INSTRUÇÃO NORMATIVA 13
Art. 1º - Fica vedada a concessão de adicional por tempo de serviço aos representantes classistas da Justiça do Trabalho empossados a partir de 14 de outubro de 1996.

Art. 2º - O adicional por tempo de serviço concedido aos representantes classistas empossados antes de 14 de outubro de 1996 deverá ser ajustado às seguintes regras:
               I - não poderá ser computado o tempo de serviço prestado:
                            a) no exercício da advocacia;
                            b) a Estados, Municípios e Distrito Federal;
                            c) a sociedades de economia mista e empresas públicas;
                            d) em atividade privada, vinculada à Previdência Social;
                            e) em mandato eletivo federal, estadual, municipal ou distrital, anterior ao ingresso no serviço público;
                            f) em atividade de tiro de guerra.
               II - serão observadas as disposições da Lei 8.112, de 11/12/90, e alterações posteriores.
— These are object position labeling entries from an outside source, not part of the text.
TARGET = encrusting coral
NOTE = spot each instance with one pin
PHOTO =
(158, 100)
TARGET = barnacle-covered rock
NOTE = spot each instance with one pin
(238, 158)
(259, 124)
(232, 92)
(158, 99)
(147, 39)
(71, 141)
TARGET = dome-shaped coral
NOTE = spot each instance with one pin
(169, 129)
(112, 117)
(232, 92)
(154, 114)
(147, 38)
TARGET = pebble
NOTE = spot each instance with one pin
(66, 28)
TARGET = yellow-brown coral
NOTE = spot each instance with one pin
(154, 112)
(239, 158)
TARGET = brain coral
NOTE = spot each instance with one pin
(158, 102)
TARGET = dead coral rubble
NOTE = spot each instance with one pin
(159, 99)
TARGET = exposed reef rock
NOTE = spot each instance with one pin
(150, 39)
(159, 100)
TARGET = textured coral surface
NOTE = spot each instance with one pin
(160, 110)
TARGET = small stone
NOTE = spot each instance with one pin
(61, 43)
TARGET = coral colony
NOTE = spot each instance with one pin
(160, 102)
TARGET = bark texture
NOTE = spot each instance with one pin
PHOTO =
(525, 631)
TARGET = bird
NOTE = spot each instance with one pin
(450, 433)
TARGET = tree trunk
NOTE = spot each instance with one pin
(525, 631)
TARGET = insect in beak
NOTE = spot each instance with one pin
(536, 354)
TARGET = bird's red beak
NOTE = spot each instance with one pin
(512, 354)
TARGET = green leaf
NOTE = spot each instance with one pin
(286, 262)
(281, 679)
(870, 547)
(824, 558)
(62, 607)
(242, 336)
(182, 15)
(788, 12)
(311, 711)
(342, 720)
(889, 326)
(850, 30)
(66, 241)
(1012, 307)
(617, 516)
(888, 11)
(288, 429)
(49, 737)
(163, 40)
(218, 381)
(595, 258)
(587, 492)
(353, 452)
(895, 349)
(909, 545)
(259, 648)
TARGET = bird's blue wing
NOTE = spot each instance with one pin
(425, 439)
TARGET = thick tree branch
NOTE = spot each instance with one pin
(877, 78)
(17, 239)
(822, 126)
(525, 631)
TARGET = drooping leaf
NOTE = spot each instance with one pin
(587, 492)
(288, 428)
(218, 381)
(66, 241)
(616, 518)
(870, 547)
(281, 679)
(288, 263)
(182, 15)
Art. 3º - Os adicionais por tempo de serviço concedidos aos representantes classistas inativos, cuja aposentadoria não tenha sido registrada pelo Tribunal de Contas da União, deverão ser adequados às disposições desta Instrução Normativa.

Art. 4º - Os adicionais por tempo de serviço percebidos em conformidade com esta Instrução Normativa integrarão os proventos de aposentadoria e pensão concedidas com fundamento na Lei 6.903, de 30/03/81, e a remuneração dos representantes classistas investidos antes de 14 de outubro de 1996, nesta última hipótese somente até o término do respectivo triênio de investidura, em respeito ao princípio da irredutibilidade de vencimentos.

Art. 5º - Os Órgãos da Justiça do Trabalho deverão praticar os atos previstos nesta Instrução Normativa no prazo de trinta dias a contar de sua publicação.

Art. 6º - Esta Instrução Normativa entra em vigor a partir de sua publicação.

Sala de Sessões, 09 de outubro de 1997.